The accident happened after a Utah Department of Transportation Incident Management Team (UDOT IMT) truck stopped just before 6 p.m. to assist a motorist on I-15 southbound, according to a local news report.
Timmins and her son were traveling two lanes left of the emergency shoulder on I-15 when the vehicle swerved to the right for unknown reasons, crossed into the lane adjacent to the emergency shoulder, and struck the rear of the IMT truck at a high rate of speed.
Timmins died on impact and her son, Atticus, later succumbed to injuries after first responders’ flew him to a local children’s hospital. The IMT truck driver suffered from minor injuries and was transported to a local hospital, where he was quickly treated and released.
The motorist who the IMT driver stopped to help was not injured in the accident.
Police have yet to determine what caused Timmins’ car to swerve and an investigation into the accident is ongoing. No additional information has been released.
COMMENTARY ON HEATHER TIMMINS' ACCIDENT
I am deeply disturbed to learn of the awful crash that claimed the life of Ms. Timmins and her young son, Atticus. Both of their lives abruptly ended so far ahead of their life expectancy.
As you might guess, the accident rate involving roadside assistance is very high when compared to all other industries. One study indicates the on-the-job risk is nearly 15 times higher than in other sectors. This is a tragic statistic, considering this type of accident is usually preventable. Motorists need only to slow down and move over when approaching a stopped vehicle on the roadside.
It is unclear as to why Ms. Timmins failed to observe these simple procedures. The report indicates that she was traveling at a high rate of speed and crossed lanes toward the stopped vehicle, rather than away from it. As the report suggests, details are too scant to speculate the exact cause of the mishap. However, if factors outside driver error is at play, it is critical to discover these defects to ensure the defects are remedied in the future. A thorough investigation will be needed to make that determination.
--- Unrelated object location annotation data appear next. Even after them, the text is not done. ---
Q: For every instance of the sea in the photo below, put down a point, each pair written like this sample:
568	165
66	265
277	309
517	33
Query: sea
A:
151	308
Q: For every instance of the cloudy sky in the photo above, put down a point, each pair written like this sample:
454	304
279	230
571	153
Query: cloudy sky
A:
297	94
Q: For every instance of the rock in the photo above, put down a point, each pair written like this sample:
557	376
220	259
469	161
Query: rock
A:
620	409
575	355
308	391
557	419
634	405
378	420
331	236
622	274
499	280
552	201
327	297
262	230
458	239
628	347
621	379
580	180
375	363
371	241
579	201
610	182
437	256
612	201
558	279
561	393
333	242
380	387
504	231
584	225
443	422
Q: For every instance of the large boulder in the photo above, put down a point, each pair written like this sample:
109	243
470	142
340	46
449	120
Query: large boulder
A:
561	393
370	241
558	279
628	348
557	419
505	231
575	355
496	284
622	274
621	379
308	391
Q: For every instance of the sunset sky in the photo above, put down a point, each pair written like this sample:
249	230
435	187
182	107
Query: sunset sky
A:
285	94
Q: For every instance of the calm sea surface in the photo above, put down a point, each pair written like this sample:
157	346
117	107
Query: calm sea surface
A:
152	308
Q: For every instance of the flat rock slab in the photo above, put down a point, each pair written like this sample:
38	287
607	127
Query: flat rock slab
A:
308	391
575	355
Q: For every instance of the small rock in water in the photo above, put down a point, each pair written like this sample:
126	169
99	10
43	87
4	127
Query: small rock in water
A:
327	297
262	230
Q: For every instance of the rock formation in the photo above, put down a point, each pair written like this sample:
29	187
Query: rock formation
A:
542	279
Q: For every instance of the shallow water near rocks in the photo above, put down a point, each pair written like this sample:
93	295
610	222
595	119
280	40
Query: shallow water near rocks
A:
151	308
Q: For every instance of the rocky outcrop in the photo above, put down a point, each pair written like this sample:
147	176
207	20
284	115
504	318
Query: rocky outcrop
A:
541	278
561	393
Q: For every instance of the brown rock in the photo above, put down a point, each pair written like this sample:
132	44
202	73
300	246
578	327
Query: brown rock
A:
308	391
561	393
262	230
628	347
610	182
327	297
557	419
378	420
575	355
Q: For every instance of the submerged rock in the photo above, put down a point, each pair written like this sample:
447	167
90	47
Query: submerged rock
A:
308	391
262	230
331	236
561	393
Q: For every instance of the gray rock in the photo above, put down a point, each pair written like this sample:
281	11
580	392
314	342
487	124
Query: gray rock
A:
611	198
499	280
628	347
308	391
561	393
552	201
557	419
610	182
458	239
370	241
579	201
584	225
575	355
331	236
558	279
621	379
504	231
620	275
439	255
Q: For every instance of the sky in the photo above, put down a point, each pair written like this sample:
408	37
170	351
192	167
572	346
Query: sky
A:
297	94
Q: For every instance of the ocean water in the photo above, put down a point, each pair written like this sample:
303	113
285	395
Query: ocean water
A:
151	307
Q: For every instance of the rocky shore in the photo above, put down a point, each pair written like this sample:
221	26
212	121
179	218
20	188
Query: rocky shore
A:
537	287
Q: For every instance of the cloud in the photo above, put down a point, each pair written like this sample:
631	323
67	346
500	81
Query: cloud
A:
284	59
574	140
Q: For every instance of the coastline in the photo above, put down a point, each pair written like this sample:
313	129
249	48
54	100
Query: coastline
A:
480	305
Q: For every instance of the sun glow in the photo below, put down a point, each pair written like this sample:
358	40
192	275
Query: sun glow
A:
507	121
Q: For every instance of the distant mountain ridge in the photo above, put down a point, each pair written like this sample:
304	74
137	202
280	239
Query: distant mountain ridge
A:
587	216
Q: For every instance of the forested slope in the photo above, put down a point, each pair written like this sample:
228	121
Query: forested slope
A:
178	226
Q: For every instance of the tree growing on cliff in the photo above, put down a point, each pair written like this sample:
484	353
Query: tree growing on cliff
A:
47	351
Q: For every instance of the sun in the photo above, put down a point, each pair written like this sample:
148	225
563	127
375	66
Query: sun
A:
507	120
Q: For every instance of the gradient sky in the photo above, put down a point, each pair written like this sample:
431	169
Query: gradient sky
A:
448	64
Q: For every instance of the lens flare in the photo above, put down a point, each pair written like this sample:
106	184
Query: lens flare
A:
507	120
I have worked on numerous cases very similar to this one over the last 30 years in my profession as a personal injury attorney. I continue to be amazed at the fortitude, courage, and strength displayed by those left behind to struggle through the personal challenges of suddenly losing a loved one—in this case two loved ones–while simultaneously trying to navigate the legal jungle they are unexpectedly thrust into.
I extend my heartfelt condolences to the Timmins’ family and their loved ones.